As she spelled the word, that word which so contradicted a day as gloomy as the demeanor of the twenty-odd five year olds behind her, Mrs. Pivens found herself shrinking from the small eyes she felt staring, stabbing into her back, perhaps searching for reason where they’d never had cause to search before.
“Who knows this word?”
The little eyes simply stared from sad, sleepless sockets, unblinking.
“Remember, the ‘gh’ is silent.”
This triggered nothing. Sweet little Tammy, who always raised a hand and a smile, now offered only a muted cough. Some of the others quickly turned toward the sound, as if accusing the girl of breaking some secret code of silence, but their faces remained blank.
Mrs. Pivens rolled the chalk between her fingers, waiting, willing the word to come back to her from among the neat rows. She took a step forward, grasping the chalk firmly, as she did her little can of tear gas when walking through the mall parking garage.
“Janet loved to learn. And I know all of you do too. Let’s keep learning, just like she’d want, okay?”
Nothing.
Mrs. Pivens went to her desk and wheeled her chair out in front of it.
“Who wants to talk? About Janet, or anything else.”
Little faces, once sweet but now sour with a sudden bitter wisdom, seemed to judge her.

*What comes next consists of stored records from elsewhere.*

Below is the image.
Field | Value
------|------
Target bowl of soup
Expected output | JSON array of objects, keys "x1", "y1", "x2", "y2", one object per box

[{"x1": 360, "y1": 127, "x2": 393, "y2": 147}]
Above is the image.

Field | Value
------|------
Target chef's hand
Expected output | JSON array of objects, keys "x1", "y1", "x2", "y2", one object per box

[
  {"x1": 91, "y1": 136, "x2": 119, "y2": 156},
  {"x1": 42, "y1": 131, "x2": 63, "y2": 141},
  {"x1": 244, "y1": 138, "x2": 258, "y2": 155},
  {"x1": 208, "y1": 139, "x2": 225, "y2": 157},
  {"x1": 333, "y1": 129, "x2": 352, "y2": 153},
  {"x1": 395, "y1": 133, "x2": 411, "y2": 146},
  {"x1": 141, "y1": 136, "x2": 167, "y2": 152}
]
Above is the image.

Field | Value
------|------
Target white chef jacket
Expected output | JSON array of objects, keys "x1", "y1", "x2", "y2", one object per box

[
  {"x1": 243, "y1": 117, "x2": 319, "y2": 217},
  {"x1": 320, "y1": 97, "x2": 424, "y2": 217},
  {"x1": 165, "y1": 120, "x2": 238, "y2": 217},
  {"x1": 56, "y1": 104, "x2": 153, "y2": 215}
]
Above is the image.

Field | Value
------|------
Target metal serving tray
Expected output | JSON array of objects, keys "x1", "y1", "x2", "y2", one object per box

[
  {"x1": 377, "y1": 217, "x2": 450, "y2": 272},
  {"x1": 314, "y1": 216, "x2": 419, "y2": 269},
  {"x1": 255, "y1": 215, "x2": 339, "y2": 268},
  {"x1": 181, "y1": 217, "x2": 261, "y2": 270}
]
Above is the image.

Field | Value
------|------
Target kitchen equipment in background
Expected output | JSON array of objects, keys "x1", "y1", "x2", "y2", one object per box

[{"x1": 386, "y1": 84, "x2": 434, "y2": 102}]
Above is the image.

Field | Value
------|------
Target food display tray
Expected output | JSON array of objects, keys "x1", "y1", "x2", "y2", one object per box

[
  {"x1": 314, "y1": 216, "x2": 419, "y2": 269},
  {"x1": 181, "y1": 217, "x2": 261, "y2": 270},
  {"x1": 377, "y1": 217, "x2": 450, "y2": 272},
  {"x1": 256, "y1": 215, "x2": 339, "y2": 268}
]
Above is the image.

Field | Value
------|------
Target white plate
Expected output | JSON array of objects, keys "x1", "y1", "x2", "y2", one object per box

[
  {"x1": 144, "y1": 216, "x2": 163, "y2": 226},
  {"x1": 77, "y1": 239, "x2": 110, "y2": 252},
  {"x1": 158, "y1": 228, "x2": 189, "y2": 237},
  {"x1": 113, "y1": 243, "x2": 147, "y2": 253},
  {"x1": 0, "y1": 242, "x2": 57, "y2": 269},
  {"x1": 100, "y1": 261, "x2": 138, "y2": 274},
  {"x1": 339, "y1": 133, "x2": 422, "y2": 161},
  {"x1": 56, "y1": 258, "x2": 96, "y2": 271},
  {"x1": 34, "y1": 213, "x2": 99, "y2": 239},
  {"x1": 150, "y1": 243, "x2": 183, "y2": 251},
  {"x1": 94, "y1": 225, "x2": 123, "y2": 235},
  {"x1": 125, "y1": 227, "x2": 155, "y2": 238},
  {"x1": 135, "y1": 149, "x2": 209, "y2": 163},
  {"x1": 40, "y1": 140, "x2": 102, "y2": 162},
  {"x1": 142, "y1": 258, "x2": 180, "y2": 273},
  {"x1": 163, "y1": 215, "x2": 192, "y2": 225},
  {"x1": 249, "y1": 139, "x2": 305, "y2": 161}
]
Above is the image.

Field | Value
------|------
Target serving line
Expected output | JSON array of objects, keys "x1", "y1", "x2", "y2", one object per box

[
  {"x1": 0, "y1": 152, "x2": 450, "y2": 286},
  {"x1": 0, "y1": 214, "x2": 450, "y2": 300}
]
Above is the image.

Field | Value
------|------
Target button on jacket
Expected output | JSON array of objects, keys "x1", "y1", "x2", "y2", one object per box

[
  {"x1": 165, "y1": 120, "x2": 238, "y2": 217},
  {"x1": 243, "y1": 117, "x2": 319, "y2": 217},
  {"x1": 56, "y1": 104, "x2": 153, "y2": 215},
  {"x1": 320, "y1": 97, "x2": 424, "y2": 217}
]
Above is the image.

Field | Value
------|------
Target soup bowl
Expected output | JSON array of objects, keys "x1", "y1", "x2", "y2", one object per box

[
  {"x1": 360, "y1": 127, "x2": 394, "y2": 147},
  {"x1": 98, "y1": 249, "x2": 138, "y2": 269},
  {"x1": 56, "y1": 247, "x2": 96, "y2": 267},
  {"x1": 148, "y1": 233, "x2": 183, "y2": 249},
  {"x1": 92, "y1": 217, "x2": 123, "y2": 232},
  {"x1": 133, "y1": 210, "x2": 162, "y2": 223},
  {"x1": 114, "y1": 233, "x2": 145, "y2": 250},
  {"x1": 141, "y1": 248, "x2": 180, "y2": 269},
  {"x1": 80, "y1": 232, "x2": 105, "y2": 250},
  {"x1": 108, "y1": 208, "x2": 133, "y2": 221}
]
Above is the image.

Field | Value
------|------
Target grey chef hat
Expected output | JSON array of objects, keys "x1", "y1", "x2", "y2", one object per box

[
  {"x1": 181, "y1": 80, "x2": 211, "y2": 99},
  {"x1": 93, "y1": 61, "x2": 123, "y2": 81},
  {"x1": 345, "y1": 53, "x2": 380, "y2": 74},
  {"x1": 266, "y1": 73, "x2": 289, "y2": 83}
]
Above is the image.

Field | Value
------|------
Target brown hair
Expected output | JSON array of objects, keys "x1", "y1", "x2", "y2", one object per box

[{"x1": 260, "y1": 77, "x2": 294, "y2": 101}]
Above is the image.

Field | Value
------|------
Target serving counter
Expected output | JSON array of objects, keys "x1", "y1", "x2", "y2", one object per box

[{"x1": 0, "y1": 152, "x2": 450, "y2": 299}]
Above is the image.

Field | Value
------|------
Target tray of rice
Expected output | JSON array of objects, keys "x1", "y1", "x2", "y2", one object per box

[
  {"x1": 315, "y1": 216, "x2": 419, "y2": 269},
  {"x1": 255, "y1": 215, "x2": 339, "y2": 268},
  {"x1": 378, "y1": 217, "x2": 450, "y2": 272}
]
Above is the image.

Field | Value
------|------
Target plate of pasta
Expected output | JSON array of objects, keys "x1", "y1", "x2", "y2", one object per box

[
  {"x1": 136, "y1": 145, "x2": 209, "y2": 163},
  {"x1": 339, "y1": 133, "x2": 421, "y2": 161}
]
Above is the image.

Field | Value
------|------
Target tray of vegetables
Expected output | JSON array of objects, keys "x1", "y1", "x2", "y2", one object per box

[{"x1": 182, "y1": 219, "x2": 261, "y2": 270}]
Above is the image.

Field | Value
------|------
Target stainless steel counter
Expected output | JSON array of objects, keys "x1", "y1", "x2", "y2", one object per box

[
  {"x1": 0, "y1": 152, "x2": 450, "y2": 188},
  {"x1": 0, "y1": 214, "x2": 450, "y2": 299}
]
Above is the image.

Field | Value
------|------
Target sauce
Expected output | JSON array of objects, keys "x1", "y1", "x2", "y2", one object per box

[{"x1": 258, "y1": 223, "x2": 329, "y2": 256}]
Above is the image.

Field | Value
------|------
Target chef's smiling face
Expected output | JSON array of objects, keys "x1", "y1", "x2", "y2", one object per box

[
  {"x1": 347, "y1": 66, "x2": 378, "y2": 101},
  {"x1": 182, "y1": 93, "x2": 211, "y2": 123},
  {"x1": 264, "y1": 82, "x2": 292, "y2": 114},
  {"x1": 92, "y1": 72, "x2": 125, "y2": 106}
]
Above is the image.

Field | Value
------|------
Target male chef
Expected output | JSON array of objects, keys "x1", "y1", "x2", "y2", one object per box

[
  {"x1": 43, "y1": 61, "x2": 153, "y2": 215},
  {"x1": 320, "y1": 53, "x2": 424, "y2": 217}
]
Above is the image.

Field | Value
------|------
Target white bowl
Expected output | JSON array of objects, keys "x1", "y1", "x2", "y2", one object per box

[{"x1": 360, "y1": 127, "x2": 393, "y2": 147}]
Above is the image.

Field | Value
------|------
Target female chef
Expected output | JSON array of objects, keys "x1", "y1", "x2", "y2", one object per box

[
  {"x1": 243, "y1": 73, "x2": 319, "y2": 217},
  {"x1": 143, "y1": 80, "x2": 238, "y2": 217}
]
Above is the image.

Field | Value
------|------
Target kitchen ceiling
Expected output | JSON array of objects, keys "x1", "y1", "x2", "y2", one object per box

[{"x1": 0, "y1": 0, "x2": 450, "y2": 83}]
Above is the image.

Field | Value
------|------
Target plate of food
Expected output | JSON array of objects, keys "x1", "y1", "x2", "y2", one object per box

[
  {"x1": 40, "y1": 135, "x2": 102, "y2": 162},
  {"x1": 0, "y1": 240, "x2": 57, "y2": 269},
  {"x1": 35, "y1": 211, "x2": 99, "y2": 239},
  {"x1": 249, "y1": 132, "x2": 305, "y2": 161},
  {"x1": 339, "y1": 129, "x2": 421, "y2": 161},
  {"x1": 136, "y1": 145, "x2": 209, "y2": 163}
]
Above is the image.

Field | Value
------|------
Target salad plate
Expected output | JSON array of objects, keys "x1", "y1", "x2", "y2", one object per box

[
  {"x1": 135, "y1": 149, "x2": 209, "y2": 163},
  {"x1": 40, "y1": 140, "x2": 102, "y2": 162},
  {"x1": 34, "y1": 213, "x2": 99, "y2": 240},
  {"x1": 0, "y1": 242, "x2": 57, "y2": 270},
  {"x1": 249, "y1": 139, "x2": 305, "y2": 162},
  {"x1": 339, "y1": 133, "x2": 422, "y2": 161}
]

“We’re going to be dead too. Like Janet,” said Leah in a raspy monotone.
Not ‘die’. ‘Be dead’. Why had she chosen these words?
“Not for a long time,” Mrs. Pivens assured.
“How do you know?” asked Benny Taylor.
And how could she honestly answer that? This was a can of worms that should never have been opened. And with the onset of Janet’s sudden and completely unidentified ailment, how could she? The school was barely at forty percent capacity, thanks to alarmed parents and teachers. Mrs. Pivens had herself debated, but ultimately, her fear of losing her job after last month’s messy and very public divorce motivated her to show up despite her misgivings.
Finding her classroom nearly full this morning was at first a pleasant flattering surprise. But instead of brave and eager little souls determined to carry on without their classmate, she was greeted with this- a roomful of newborn cynics.